Quotation of the Day…

is from pages 81-82 of Daniel Oliver’s essay, “Protectionism,” which is Chapter 18 in the 1987 collection Trade Policy and U.S. Competitiveness (edited by Claude E. Barfield and John H. Makin):

0844736341-130Protectionists do not seem to be embarrassed to use any argument, no matter how specious.  A powerful proponent of protectionism warns that American workers are becoming “hewers of wood and drawers of water.”  Drawers of water?  Well, there is some truth in that.  We have seen numerous American workers in Washington, D.C., carrying water for industries seeking government protection from competition.
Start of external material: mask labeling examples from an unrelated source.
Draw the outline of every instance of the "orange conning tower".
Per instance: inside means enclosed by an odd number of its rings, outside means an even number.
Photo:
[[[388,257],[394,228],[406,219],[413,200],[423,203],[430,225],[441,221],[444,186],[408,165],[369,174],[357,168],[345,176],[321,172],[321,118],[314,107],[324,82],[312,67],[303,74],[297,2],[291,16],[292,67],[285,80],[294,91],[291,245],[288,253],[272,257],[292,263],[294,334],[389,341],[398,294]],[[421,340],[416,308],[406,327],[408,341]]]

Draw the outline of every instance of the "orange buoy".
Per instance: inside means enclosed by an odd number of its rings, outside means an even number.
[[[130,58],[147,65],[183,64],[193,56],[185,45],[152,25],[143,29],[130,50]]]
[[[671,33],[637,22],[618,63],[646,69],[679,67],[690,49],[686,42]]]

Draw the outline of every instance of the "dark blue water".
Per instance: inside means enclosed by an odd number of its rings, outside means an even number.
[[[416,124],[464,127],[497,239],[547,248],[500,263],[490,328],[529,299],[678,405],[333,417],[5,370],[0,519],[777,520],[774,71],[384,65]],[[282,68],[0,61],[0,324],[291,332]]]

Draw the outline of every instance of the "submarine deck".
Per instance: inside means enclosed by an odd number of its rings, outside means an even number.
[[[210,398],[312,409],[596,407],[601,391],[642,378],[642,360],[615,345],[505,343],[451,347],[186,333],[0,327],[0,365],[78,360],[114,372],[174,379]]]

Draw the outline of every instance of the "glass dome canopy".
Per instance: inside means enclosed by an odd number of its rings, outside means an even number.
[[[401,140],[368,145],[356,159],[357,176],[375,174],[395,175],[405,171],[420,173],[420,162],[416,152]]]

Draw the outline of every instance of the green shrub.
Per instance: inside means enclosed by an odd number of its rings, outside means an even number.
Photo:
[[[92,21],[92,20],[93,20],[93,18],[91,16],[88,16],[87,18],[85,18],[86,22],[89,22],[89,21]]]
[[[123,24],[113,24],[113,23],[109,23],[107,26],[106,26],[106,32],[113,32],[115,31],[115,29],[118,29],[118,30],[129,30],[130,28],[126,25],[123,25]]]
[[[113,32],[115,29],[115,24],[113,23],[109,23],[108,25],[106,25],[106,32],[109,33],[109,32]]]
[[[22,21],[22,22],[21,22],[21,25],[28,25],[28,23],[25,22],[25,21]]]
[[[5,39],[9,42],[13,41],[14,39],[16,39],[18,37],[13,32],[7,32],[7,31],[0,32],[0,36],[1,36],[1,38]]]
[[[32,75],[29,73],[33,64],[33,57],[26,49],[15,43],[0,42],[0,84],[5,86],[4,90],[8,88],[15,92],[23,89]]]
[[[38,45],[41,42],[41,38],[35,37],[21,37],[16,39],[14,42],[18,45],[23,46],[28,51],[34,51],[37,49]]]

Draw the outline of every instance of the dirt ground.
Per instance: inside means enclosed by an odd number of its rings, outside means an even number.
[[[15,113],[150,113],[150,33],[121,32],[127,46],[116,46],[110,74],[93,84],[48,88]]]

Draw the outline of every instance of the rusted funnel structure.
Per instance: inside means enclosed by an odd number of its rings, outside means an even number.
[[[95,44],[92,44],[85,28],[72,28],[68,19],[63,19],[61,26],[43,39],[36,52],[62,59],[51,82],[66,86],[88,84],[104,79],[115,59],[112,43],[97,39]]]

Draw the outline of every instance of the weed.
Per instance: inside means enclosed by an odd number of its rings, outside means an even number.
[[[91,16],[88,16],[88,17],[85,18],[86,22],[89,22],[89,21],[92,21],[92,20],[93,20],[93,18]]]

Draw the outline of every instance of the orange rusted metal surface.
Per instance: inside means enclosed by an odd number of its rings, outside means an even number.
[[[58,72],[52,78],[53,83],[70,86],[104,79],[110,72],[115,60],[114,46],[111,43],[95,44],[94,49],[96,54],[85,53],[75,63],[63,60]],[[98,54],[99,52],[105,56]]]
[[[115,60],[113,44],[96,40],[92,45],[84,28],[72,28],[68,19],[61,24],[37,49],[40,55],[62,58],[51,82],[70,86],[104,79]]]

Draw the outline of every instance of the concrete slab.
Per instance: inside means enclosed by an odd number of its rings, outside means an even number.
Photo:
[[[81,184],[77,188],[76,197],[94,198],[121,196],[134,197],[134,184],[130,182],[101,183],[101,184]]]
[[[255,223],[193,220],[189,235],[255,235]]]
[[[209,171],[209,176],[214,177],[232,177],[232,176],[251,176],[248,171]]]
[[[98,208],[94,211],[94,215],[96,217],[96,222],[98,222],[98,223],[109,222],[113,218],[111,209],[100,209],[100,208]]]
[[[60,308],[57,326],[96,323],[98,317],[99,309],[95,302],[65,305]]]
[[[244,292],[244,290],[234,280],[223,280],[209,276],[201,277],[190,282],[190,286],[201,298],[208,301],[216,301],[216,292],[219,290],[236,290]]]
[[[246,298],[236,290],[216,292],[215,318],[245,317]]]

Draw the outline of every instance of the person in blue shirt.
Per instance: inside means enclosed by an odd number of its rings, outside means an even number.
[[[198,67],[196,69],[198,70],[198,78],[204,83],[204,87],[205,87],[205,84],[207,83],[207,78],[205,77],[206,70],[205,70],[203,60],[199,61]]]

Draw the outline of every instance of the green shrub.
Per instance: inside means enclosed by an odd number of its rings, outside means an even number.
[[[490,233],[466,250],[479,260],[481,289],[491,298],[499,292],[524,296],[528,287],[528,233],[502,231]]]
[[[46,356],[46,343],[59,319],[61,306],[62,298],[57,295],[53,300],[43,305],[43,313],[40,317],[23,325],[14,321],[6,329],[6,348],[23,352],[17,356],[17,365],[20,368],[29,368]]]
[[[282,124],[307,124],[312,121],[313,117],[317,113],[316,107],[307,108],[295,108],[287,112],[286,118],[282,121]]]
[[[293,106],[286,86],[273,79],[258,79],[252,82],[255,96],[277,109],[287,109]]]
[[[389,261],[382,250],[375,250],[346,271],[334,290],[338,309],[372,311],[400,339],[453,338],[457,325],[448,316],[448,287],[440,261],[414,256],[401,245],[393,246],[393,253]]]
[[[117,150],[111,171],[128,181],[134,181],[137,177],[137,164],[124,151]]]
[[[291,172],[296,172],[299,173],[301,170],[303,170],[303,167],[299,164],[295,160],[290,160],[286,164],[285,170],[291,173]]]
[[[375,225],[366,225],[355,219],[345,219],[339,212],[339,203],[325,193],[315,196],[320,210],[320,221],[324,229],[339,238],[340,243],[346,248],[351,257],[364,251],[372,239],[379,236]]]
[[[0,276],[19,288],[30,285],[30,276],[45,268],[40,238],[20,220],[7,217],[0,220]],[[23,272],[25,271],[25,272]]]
DBx: Note that the article from which the above quotation is taken was written 30 years ago.  Nothing about protectionists’ arguments and tactics have changed over the past three decades.  (Heck, nothing about protectionists’ arguments and tactics has changed over the past three centuries.)  There have been superficial changes, of course.  For example, in 1987 the protectionists’ warned that Americans were being impoverished by the Japanese; today the warning is that we’re being impoverished by the Chinese and the Mexicans.  But, as always, protectionists darkly predict that mass unemployment and poverty wages are just over the horizon unless the state acts now to stop domestic consumers from buying so many inexpensive imports.

Well, since 1987 trade has become more free for Americans (although, of course, it isn’t as free as it should be).  And despite claims to the contrary, the typical American today is vastly more prosperous than was the typical American of 30 years ago.

All of the many protectionists’ predictions that run counter to the predictions made by good economists consistently are proven false.  Yet lots of people continue to fall for these predictions.